DRAFT DRAFT DRAFT	WORK IN PROGRESS	DRAFT DRAFT DRAFT

This is work in progress and likely to change.


	Roland McGrath <roland@redhat.com>

---

		User Debugging Data & Event Rendezvous
		---- --------- ---- - ----- ----------

See linux/utrace.h for all the declarations used here.
See also linux/tracehook.h for the utrace_regset declarations.

The UTRACE is infrastructure code for tracing and controlling user
threads.  This is the foundation for writing tracing engines, which
can be loadable kernel modules.  The UTRACE interfaces provide three
basic facilities:

* Thread event reporting

  Tracing engines can request callbacks for events of interest in
  the thread: signals, system calls, exit, exec, clone, etc.

* Core thread control

  Tracing engines can prevent a thread from running (keeping it in
  TASK_TRACED state), or make it single-step or block-step (when
  hardware supports it).  Engines can cause a thread to abort system
  calls, they change the behaviors of signals, and they can inject
  signal-style actions at will.

* Thread machine state access

  Tracing engines can read and write a thread's registers and
  similar per-thread CPU state.


	Tracing engines
	------- -------

The basic actors in UTRACE are the thread and the tracing engine.
A tracing engine is some body of code that calls into the utrace_*
interfaces, represented by a struct utrace_engine_ops.  (Usually it's a
kernel module, though the legacy ptrace support is a tracing engine
that is not in a kernel module.)  The UTRACE interface operates on
individual threads (struct task_struct).  If an engine wants to
treat several threads as a group, that is up to its higher-level
code.  Using the UTRACE starts out by attaching an engine to a thread.

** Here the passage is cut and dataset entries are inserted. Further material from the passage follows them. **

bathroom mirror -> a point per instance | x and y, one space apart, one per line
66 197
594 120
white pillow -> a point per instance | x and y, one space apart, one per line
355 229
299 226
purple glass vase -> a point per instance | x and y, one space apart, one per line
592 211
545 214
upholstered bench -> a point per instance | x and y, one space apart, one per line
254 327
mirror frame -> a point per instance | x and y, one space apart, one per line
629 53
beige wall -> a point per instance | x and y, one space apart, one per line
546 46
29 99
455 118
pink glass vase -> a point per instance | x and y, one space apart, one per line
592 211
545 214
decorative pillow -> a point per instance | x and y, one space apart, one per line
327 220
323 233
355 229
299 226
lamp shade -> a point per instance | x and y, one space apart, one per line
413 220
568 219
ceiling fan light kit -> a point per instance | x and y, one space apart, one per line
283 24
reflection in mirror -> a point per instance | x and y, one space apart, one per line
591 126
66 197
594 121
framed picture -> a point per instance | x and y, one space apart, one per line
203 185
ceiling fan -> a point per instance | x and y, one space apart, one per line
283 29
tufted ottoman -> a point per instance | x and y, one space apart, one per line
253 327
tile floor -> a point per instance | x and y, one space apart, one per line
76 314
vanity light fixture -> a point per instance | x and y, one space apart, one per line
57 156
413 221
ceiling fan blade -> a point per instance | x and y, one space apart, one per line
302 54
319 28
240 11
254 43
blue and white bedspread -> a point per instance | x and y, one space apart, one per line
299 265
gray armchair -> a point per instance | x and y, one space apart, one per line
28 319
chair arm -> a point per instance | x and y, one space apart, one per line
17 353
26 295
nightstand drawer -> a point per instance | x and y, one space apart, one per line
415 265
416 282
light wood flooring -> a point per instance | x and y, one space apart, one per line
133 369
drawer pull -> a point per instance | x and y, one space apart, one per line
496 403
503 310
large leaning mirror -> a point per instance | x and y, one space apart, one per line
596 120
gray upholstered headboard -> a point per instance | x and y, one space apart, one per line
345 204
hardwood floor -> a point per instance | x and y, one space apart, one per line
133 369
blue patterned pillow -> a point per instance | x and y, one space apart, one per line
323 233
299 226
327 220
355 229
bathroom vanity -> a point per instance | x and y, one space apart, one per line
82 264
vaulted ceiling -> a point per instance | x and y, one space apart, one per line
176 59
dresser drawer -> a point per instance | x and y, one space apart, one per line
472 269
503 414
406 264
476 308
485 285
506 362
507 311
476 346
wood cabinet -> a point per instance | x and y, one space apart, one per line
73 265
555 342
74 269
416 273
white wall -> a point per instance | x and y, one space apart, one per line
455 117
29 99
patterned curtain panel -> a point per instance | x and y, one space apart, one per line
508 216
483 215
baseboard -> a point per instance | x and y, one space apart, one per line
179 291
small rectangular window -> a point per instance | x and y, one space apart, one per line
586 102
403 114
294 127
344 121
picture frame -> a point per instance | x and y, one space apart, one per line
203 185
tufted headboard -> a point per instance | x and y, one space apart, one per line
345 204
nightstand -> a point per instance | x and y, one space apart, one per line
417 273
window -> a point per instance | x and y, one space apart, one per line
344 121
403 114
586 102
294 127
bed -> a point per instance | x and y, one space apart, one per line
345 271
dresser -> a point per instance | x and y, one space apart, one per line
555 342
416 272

	struct utrace_attached_engine *
	utrace_attach(struct task_struct *target, int flags,
		      const struct utrace_engine_ops *ops, unsigned long data);

Calling utrace_attach is what sets up a tracing engine to trace a
thread.  Use UTRACE_ATTACH_CREATE in flags, and pass your engine's ops.
Check the return value with IS_ERR.  If successful, it returns a
struct pointer that is the handle used in all other utrace_* calls.
The data argument is stored in the utrace_attached_engine structure,
for your code to use however it wants.

	void utrace_detach(struct task_struct *target,
			   struct utrace_attached_engine *engine);

The utrace_detach call removes an engine from a thread.
No more callbacks will be made after this returns.


An attached engine does nothing by default.
An engine makes something happen by setting its flags.

	void utrace_set_flags(struct task_struct *target,
			      struct utrace_attached_engine *engine,
			      unsigned long flags);


	Action Flags
	------ -----

There are two kinds of flags that an attached engine can set: event
flags, and action flags.  Event flags register interest in particular
events; when an event happens and an engine has the right event flag
set, it gets a callback.  Action flags change the normal behavior of
the thread.  The action flags available are:

	UTRACE_ACTION_QUIESCE

		The thread will stay quiescent (see below).
		As long as any engine asserts the QUIESCE action flag,
		the thread will not resume running in user mode.
		(Usually it will be in TASK_TRACED state.)
		Nothing will wake the thread up except for SIGKILL
		(and implicit SIGKILLs such as a core dump in
		another thread sharing the same address space, or a
		group exit or fatal signal in another thread in the
		same thread group).

	UTRACE_ACTION_SINGLESTEP

		When the thread runs, it will run one instruction
		and then trap.  (Exiting a system call or entering a
		signal handler is considered "an instruction" for this.)
		This can be used only if ARCH_HAS_SINGLE_STEP #define'd
		by <asm/tracehook.h> and evaluates to nonzero.

	UTRACE_ACTION_BLOCKSTEP

		When the thread runs, it will run until the next branch,
		and then trap.  (Exiting a system call or entering a
		signal handler is considered a branch for this.)
		When the SINGLESTEP flag is set, BLOCKSTEP has no effect.
		This is only available on some machines (actually none yet).
		This can be used only if ARCH_HAS_BLOCK_STEP #define'd
		by <asm/tracehook.h> and evaluates to nonzero.

	UTRACE_ACTION_NOREAP

		When the thread exits or stops for job control, its
		parent process will not receive a SIGCHLD and the
		parent's wait calls will not wake up or report the
		child as dead.  A well-behaved tracing engine does not
		want to interfere with the parent's normal notifications.
		This is provided mainly for the ptrace compatibility
		code to implement the traditional behavior.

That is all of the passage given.